Selbst BSI setzt »Hacker-Tools« ein

Die Novelle stellt auch unter Strafe, dass jemand solche Computerprogramme herstellt und vertreibt. Die Kritiker führen an, damit würden sämtliche Entwickler, Distributoren und Händler solcher Programme, auch die mit guten Absichten, ins Visier der Straffahndung geraten.

Bröhl schränkt ein: »Kürzlich wurde das Bundesamt für Sicherheit in der Informationstechnik (BSI) angeklagt, weil es die Toolsammlung »BOSS« herausgibt. Darin sind Werkzeuge wie Nessus und Snort-2 enthalten, die als Hackertools angesehen werden.«

Das BSI erklärt selbst: »Nach 202c wird das Herstellen, Überlassen, Verbreiten oder Verschaffen von Hacker-Tools nicht als solches unter Strafe gestellt. Nach dieser Vorschrift ist nur derjenige zu belangen, der eine Straftat nach 202a oder 202b vorbereitet, indem er sich solche Tools verschafft.«

Eindeutige Regelung

Im Gesetz ist übereinstimmend die Rede davon, dass diese Tathandlung »unbefugt« geschehen muss.
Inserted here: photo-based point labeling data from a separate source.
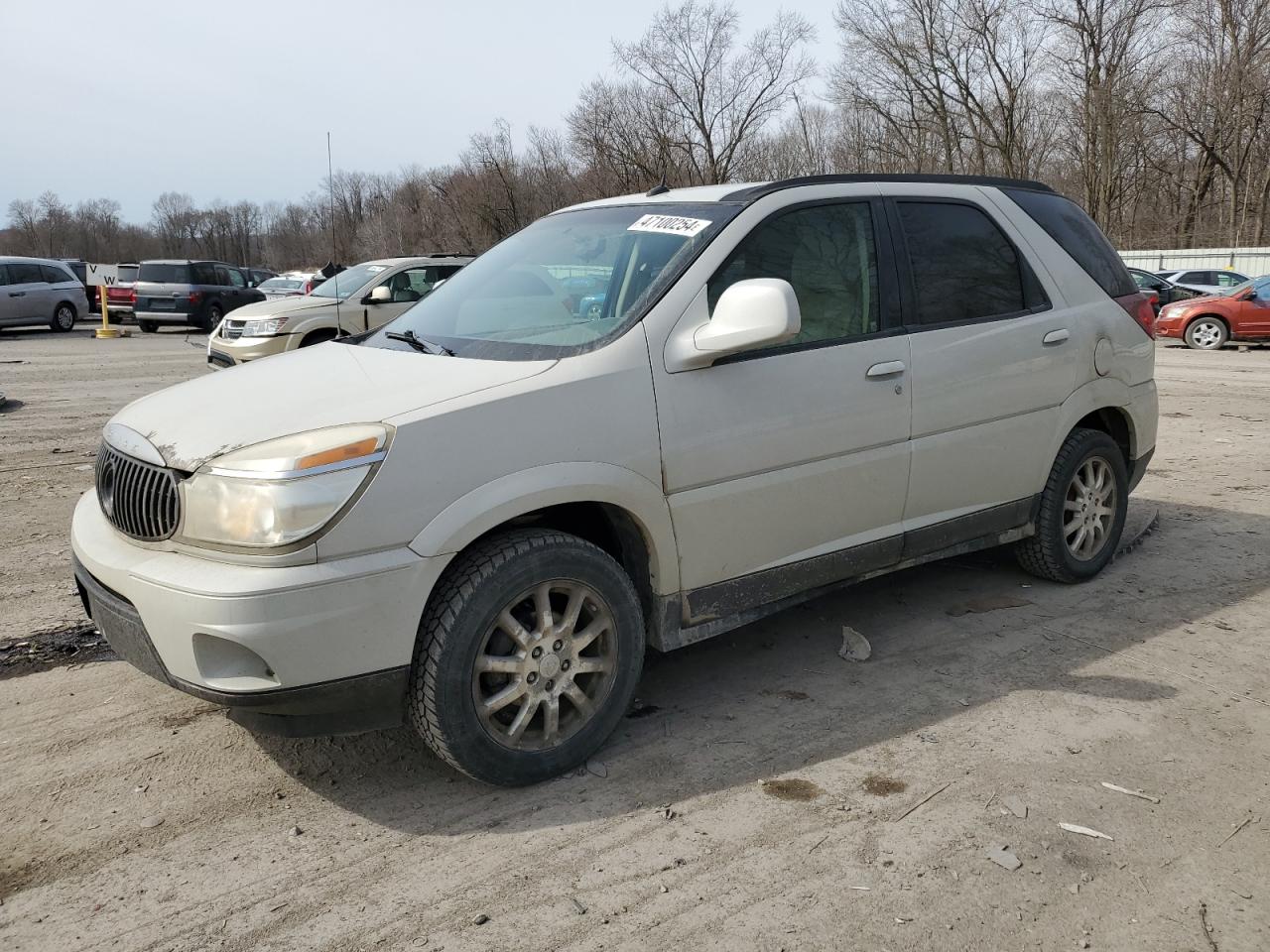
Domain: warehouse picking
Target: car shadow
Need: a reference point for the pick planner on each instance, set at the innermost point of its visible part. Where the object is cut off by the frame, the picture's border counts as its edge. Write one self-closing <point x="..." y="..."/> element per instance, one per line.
<point x="774" y="697"/>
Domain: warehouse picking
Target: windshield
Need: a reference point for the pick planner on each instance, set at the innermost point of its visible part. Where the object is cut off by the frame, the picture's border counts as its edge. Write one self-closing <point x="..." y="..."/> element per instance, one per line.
<point x="348" y="281"/>
<point x="1259" y="285"/>
<point x="566" y="285"/>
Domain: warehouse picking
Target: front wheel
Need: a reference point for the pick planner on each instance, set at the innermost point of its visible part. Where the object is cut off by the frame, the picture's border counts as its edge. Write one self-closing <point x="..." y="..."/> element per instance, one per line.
<point x="1082" y="511"/>
<point x="529" y="653"/>
<point x="1206" y="334"/>
<point x="64" y="317"/>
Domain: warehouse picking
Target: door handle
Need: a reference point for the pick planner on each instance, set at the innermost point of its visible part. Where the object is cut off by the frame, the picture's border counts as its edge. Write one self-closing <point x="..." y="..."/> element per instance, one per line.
<point x="887" y="368"/>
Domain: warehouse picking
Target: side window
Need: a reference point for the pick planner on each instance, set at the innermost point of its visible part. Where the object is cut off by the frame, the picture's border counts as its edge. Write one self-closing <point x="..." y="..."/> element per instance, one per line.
<point x="1075" y="231"/>
<point x="962" y="267"/>
<point x="411" y="285"/>
<point x="826" y="254"/>
<point x="23" y="273"/>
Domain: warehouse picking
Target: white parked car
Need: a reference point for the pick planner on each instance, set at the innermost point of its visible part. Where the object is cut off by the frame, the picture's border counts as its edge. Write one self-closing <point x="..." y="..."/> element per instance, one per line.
<point x="480" y="516"/>
<point x="1209" y="281"/>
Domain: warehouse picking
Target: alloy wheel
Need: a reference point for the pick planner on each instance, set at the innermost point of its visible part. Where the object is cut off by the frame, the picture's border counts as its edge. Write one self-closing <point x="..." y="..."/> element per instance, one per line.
<point x="1088" y="508"/>
<point x="547" y="665"/>
<point x="1206" y="335"/>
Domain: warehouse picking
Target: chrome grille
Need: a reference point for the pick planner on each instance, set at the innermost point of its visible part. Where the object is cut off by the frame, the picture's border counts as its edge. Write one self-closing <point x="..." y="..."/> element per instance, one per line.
<point x="140" y="500"/>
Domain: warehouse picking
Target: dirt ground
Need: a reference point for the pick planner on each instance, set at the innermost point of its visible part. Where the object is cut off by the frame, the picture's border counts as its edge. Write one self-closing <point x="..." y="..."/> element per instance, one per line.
<point x="766" y="793"/>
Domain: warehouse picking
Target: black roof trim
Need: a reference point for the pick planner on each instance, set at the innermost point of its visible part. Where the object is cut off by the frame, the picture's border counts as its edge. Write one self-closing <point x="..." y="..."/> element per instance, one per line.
<point x="756" y="191"/>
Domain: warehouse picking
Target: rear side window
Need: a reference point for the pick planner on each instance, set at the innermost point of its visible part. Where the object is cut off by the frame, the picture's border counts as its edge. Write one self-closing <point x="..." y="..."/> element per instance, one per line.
<point x="1071" y="227"/>
<point x="826" y="254"/>
<point x="163" y="273"/>
<point x="23" y="273"/>
<point x="962" y="267"/>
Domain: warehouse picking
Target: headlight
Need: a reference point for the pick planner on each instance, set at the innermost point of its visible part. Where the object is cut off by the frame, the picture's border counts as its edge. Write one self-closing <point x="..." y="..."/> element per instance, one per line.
<point x="277" y="493"/>
<point x="263" y="329"/>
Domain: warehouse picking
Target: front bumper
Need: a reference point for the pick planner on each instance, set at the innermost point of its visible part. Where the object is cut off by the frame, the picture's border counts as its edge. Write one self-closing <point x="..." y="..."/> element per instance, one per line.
<point x="305" y="649"/>
<point x="223" y="352"/>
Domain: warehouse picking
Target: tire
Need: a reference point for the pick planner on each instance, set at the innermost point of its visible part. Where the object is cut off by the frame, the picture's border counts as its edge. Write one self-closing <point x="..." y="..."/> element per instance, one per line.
<point x="1206" y="334"/>
<point x="209" y="318"/>
<point x="1060" y="552"/>
<point x="467" y="619"/>
<point x="64" y="317"/>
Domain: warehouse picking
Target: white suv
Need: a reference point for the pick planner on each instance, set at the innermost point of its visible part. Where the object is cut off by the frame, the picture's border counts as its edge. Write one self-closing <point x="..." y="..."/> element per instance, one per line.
<point x="639" y="421"/>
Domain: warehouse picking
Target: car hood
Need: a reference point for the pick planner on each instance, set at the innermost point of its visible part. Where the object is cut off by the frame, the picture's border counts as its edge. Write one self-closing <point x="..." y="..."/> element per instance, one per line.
<point x="278" y="306"/>
<point x="305" y="390"/>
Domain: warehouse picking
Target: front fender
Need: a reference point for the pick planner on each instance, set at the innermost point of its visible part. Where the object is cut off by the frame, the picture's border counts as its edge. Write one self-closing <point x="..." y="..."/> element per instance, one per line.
<point x="517" y="494"/>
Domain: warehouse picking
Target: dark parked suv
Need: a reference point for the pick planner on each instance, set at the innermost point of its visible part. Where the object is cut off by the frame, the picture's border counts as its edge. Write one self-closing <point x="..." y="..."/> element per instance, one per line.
<point x="190" y="293"/>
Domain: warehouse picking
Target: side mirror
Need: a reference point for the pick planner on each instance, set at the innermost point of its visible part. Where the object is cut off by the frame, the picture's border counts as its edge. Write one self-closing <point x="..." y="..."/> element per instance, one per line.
<point x="749" y="313"/>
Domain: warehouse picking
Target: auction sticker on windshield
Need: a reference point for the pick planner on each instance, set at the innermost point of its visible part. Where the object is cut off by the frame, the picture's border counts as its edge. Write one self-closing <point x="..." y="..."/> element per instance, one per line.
<point x="670" y="225"/>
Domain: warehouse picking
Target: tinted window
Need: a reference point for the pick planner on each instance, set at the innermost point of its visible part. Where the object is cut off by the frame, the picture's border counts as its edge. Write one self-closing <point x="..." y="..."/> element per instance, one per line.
<point x="23" y="273"/>
<point x="164" y="273"/>
<point x="1072" y="229"/>
<point x="826" y="254"/>
<point x="962" y="267"/>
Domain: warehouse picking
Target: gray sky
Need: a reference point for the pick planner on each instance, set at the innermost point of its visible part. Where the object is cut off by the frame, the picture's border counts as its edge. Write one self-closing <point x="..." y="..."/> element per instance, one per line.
<point x="232" y="99"/>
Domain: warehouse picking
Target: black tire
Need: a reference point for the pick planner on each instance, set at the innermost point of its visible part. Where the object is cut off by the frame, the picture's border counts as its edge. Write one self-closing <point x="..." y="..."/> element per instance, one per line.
<point x="1206" y="333"/>
<point x="209" y="318"/>
<point x="457" y="624"/>
<point x="1048" y="553"/>
<point x="64" y="317"/>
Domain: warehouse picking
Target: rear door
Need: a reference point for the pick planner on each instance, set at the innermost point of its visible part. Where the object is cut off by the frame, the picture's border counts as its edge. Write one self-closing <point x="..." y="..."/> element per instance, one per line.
<point x="992" y="361"/>
<point x="793" y="460"/>
<point x="27" y="293"/>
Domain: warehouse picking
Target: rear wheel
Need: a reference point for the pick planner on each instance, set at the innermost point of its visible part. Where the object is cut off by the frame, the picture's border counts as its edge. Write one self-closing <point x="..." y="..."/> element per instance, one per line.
<point x="209" y="318"/>
<point x="1206" y="334"/>
<point x="527" y="656"/>
<point x="1082" y="511"/>
<point x="64" y="317"/>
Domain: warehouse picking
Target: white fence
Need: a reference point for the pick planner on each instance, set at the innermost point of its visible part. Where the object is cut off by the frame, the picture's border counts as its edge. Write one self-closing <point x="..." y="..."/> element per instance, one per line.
<point x="1252" y="262"/>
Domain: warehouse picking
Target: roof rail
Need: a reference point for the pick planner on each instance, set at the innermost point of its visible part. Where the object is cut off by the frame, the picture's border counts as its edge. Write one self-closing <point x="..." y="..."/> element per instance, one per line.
<point x="754" y="191"/>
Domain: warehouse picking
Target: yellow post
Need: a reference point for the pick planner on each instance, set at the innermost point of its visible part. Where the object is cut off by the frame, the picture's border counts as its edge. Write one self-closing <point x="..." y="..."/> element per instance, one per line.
<point x="105" y="330"/>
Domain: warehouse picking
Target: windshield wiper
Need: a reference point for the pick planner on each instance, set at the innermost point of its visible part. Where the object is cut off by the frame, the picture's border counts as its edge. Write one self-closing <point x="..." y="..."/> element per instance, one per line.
<point x="421" y="344"/>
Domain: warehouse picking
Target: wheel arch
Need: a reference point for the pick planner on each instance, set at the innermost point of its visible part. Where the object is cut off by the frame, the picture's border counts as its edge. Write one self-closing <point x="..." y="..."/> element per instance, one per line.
<point x="615" y="508"/>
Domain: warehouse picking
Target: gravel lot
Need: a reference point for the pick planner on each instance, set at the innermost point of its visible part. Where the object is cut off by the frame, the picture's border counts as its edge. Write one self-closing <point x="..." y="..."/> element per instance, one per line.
<point x="134" y="816"/>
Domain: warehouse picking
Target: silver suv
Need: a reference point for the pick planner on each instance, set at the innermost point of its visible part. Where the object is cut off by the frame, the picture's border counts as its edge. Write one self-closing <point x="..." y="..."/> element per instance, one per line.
<point x="40" y="293"/>
<point x="638" y="422"/>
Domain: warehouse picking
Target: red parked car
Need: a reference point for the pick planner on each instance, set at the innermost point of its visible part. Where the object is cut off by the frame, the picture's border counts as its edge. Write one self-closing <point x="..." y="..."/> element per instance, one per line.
<point x="1206" y="322"/>
<point x="119" y="296"/>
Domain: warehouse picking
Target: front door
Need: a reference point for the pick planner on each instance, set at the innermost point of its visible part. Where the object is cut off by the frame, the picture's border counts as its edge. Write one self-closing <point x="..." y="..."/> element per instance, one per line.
<point x="405" y="289"/>
<point x="992" y="362"/>
<point x="789" y="465"/>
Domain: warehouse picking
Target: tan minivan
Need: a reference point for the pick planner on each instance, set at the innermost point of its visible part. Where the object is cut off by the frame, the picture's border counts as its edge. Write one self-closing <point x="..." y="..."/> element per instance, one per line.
<point x="354" y="301"/>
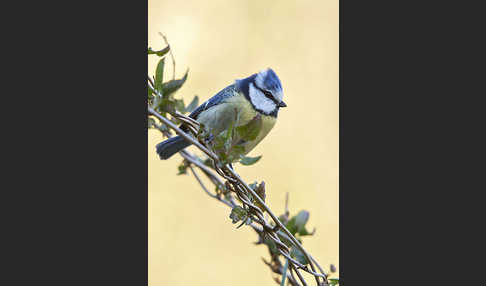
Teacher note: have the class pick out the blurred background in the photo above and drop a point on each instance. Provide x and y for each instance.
(191, 239)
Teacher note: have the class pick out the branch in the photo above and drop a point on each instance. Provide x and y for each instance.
(242, 191)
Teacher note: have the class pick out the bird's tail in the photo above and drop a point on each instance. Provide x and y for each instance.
(171, 146)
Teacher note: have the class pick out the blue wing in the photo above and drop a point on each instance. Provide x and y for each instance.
(228, 91)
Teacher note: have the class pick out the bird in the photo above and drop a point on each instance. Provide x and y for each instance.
(259, 94)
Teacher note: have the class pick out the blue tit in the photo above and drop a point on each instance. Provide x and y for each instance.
(260, 93)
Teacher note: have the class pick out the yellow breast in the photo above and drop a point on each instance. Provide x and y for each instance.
(219, 117)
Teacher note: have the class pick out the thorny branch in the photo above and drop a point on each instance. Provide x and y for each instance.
(234, 184)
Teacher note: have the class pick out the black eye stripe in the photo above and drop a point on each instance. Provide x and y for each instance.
(268, 94)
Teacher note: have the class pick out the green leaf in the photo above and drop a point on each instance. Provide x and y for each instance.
(260, 190)
(271, 245)
(238, 213)
(173, 85)
(247, 161)
(298, 255)
(235, 153)
(159, 74)
(193, 105)
(251, 130)
(159, 53)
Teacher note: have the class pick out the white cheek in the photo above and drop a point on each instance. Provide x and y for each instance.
(260, 100)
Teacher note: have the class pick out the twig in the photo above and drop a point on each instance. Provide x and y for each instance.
(171, 54)
(242, 189)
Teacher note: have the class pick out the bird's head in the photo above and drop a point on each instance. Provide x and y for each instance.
(264, 91)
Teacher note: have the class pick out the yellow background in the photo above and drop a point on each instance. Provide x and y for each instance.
(191, 239)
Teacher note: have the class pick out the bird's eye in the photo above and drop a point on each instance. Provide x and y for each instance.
(268, 94)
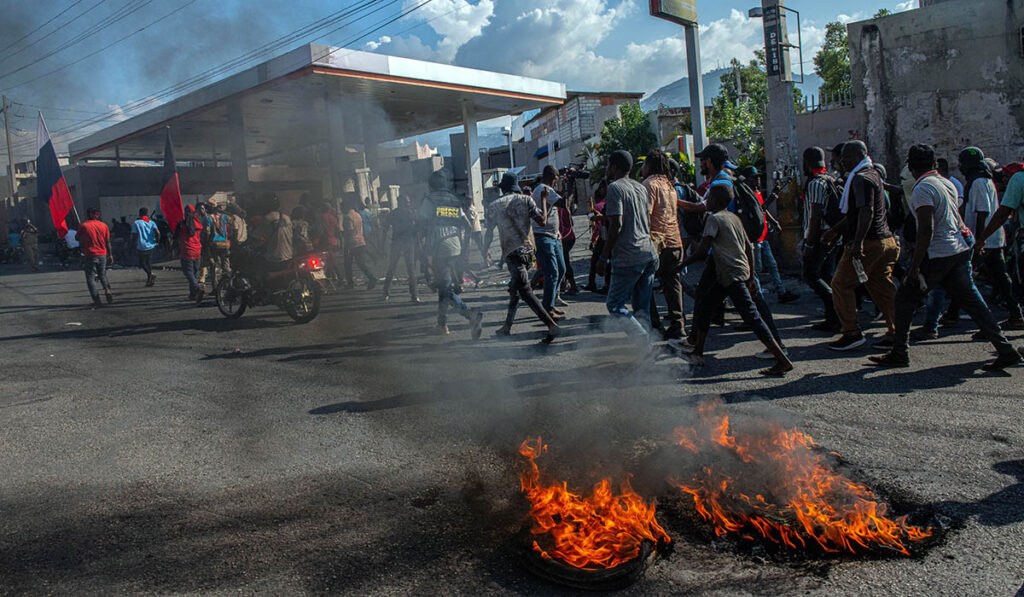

Das Gesetz greife also nicht, sofern der Besitz und der Einsatz solcher Hacking-Werkzeuge befugt erfolgt, so Bröhl.

»Damit ist die Situation eindeutig und ich erwarte ‚Business as usual`. Die Motivation der Klagen gegen das Gesetz liegt zum Teil auch in der möglichen Öffentlichkeitswirkung, die die Kläger erzielen«, vermutet der Sicherheitsexperte. »Immerhin hat die Novelle unserem Geschäft nicht geschadet, es sogar eher gefördert.«

Administratoren in Unternehmen seien verstärkt auf Integralis zugekommen, damit sie die Verantwortung für den Einsatz von Hacking-Tools nicht tragen müssten.